The buyers of Anglo’s subordinated Nama bonds would appear to have got a bargain, possibly at the expense of the taxpayer.
Anglo was given the bonds – face value €841 million – in part payment for the property and development loans it transferred to Nama in 2010. They found their way into IBRC and ultimately the liquidators KPMG.
Last week the bonds were sold for a putative €600 million, representing a discount of around 30 per cent. Not bad when you consider that little over a year ago they were valued at €124 million, reflecting the risk, then, that Nama would not be able to repay them come 2020.
Not good, however, when you consider that worries about Nama have all but evaporated and speculation now centres on how far ahead of schedule it will be wound down and how big the dividend to the taxpayer will be.

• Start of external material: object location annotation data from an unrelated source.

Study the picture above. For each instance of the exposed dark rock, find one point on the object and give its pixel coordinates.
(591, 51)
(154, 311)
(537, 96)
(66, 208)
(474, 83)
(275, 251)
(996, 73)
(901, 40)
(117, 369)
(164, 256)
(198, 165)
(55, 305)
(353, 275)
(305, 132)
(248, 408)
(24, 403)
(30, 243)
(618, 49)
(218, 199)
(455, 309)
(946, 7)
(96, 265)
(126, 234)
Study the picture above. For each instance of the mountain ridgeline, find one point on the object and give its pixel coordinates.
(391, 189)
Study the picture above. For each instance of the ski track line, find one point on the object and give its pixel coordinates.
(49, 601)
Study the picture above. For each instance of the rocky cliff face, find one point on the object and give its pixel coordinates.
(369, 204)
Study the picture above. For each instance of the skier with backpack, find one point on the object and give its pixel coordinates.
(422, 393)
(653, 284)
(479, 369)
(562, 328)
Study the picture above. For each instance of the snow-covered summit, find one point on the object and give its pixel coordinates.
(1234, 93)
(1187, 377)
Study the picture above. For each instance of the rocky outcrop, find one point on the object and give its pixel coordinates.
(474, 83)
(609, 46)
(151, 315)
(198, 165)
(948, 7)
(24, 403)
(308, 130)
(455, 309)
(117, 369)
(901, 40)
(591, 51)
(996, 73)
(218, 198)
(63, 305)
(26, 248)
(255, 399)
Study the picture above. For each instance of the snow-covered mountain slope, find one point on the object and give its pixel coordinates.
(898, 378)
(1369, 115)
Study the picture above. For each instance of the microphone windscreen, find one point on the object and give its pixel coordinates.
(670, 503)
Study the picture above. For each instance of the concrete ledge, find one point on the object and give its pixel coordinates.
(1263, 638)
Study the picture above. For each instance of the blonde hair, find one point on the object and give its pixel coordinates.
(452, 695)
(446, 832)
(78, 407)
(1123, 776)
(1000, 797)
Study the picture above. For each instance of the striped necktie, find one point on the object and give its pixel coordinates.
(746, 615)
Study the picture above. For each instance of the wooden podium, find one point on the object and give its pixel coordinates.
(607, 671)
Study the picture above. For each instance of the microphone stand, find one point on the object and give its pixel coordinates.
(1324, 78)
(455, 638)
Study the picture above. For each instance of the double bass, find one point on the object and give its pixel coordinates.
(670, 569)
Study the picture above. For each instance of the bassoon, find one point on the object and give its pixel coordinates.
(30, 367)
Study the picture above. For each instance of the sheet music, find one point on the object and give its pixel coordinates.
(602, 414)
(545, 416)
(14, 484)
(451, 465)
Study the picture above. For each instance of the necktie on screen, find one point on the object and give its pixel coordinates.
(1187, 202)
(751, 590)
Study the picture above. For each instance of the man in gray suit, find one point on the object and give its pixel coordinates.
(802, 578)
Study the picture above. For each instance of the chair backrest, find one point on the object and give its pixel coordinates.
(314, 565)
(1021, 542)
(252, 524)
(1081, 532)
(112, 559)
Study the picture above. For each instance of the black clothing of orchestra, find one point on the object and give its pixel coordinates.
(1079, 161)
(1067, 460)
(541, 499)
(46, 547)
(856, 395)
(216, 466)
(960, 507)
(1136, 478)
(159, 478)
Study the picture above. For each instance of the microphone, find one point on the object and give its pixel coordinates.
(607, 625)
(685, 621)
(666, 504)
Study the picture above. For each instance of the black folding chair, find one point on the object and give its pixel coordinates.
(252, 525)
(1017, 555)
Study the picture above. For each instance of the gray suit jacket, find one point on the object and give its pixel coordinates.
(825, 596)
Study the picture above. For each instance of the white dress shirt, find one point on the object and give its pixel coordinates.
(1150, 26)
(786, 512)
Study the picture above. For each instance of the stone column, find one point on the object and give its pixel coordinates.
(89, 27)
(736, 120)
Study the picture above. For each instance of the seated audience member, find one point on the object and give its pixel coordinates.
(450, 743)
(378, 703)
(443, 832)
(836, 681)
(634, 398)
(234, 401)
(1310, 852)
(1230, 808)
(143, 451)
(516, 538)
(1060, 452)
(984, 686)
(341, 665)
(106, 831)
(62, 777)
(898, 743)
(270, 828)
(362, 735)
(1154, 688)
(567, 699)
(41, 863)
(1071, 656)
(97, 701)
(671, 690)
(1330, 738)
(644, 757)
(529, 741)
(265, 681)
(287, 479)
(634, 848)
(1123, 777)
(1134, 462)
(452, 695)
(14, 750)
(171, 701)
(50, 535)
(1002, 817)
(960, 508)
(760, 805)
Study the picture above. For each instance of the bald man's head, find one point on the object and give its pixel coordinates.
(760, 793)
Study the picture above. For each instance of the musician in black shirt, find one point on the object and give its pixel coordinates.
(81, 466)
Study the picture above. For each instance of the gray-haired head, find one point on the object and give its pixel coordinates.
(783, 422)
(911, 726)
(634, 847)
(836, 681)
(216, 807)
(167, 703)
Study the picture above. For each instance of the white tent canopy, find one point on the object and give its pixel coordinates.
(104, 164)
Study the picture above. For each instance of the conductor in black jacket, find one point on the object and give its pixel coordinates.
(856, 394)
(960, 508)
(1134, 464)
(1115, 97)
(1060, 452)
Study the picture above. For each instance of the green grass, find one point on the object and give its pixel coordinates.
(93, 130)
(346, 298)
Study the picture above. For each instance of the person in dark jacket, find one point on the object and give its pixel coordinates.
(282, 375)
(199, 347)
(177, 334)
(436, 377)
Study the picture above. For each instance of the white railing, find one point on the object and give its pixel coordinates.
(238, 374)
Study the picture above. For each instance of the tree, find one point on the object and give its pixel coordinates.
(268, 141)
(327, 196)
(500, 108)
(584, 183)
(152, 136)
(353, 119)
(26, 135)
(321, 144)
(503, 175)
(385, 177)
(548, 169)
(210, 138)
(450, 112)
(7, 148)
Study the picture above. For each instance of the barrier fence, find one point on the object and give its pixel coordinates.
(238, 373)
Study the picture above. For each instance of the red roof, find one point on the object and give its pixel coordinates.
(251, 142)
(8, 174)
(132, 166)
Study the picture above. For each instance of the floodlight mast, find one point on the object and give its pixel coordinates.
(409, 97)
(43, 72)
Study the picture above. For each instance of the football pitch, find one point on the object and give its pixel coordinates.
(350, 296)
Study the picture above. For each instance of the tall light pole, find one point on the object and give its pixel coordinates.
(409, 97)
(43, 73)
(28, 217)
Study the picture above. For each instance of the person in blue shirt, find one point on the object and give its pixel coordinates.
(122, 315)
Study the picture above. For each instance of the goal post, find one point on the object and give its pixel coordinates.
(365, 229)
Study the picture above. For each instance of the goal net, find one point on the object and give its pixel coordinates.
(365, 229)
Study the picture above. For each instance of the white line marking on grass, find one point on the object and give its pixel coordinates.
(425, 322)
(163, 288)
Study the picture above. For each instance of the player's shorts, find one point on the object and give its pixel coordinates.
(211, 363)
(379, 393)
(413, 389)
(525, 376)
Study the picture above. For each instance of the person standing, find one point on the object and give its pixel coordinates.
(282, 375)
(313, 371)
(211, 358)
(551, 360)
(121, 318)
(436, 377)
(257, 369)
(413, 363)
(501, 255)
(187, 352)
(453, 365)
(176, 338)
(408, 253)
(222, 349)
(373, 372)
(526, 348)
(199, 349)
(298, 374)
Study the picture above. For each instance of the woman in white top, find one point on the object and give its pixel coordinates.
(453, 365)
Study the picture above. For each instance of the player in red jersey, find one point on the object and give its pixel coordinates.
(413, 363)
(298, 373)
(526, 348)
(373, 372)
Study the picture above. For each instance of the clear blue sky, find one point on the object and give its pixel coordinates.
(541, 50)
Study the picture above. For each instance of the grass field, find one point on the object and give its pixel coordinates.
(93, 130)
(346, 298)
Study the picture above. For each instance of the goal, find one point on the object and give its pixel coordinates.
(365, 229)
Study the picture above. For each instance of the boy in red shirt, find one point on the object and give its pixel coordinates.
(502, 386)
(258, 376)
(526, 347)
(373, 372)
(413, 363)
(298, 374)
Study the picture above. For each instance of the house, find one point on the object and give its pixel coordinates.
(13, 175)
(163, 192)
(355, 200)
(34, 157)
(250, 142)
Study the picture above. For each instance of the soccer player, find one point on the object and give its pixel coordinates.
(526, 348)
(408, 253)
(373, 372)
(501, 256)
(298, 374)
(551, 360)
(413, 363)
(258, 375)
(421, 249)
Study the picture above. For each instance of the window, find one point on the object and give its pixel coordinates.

The discount can be explained, in part,by risk factors such as Nama’s right to alter coupon payments and extend the maturity date. Indeed the bonds were not designed to be traded. They were really a loss-sharing mechanism between Nama and the banks and some investors at least would be wary of them because of unorthodox terms and conditions.
The more difficult question is why Nama did not take advantage of the discount to buy back in the bonds and book a €200 million-plus profit. The answer to that would appear to have more to do with political expediency than prudent treasury management.
Buying back in the subordinated debt is “not consistent with the Minister’s recent review”, according to Nama. Or, to put it another way, Nama cannot hit its target to repay 60 per cent of senior debt by 2016, solve the Dublin housing crisis and also buy back its subordinated debt all at the same time.
Even the mighty Nama’s superpowers have their limits it seems.